Muni Pension-Bond Sales May Increase Default Risk, Moody’s Says
State and local governments issuing bonds to bolster their pension funds may increase the chance of defaulting on their debt while probably failing to improve their credit quality, Moody’s Investors Service said.
The securities will have either a neutral or negative effect on a government’s creditworthiness, depending on the size of the sale and the use of proceeds, Moody’s said in a report today. Turning unfunded pension promises into bonds keeps liabilities unchanged, though it raises the risk of a default as the amount of debt increases.

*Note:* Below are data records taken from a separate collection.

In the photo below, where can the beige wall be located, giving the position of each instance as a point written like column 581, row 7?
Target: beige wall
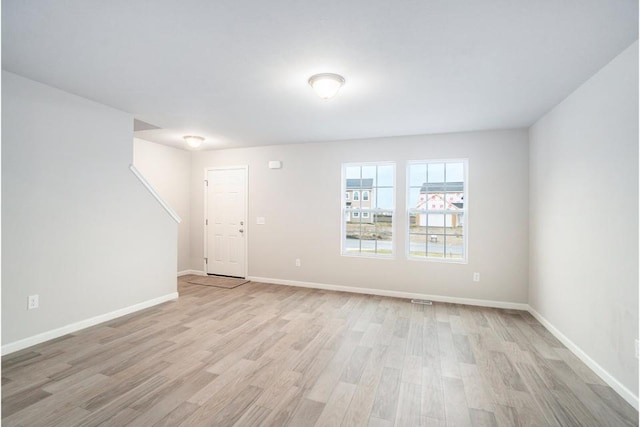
column 301, row 204
column 584, row 218
column 168, row 170
column 78, row 228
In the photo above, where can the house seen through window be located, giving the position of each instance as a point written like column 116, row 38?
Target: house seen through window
column 436, row 210
column 367, row 221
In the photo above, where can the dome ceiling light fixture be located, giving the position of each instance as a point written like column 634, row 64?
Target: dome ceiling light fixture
column 193, row 141
column 326, row 85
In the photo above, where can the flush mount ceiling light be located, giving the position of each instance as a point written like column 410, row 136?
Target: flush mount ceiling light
column 326, row 85
column 193, row 141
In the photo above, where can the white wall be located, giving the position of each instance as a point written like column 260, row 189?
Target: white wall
column 584, row 217
column 78, row 228
column 168, row 170
column 301, row 203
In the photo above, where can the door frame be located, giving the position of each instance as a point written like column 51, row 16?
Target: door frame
column 245, row 168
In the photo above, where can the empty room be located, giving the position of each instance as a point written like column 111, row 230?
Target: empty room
column 346, row 213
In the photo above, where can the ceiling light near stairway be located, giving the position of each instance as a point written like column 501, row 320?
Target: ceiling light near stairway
column 326, row 85
column 194, row 141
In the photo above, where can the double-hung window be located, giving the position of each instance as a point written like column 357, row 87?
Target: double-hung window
column 368, row 221
column 436, row 210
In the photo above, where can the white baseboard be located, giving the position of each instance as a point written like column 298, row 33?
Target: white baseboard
column 626, row 394
column 397, row 294
column 196, row 272
column 68, row 329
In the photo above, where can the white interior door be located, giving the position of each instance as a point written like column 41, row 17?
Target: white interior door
column 225, row 224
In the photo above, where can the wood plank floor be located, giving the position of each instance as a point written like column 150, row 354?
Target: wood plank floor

“Pension bonds are often a red flag associated with greater rigidity of long-term obligations, failure to find sustainable solutions to pension funding and a pattern of pushing costs off into the future.” Moody’s analysts Marcia Van Wagner and Timothy Blake wrote in the report. In some cases, “the issuance of the bonds is sufficiently credit negative to put downward pressure on the issuer’s rating.”
Illinois has borrowed $17.2 billion since 2003 for pension benefits, according to Moody’s. The state’s worst-funded retirement system has only 43.4 percent of assets needed to cover its obligations, according to data compiled by Bloomberg. Moody’s downgraded Illinois in January, citing its “severe pension under-funding.”
Illinois Governor Pat Quinn said yesterday that the battle to control employee pension costs “is our fiscal cliff and we need to deal with it” or ratings companies would lower the state’s grade again.
Municipal defaults this year are still at the lowest since at least 2009, with 80 issuers failing to pay this year, according to data from Concord, Massachusetts-based Municipal Market Advisors.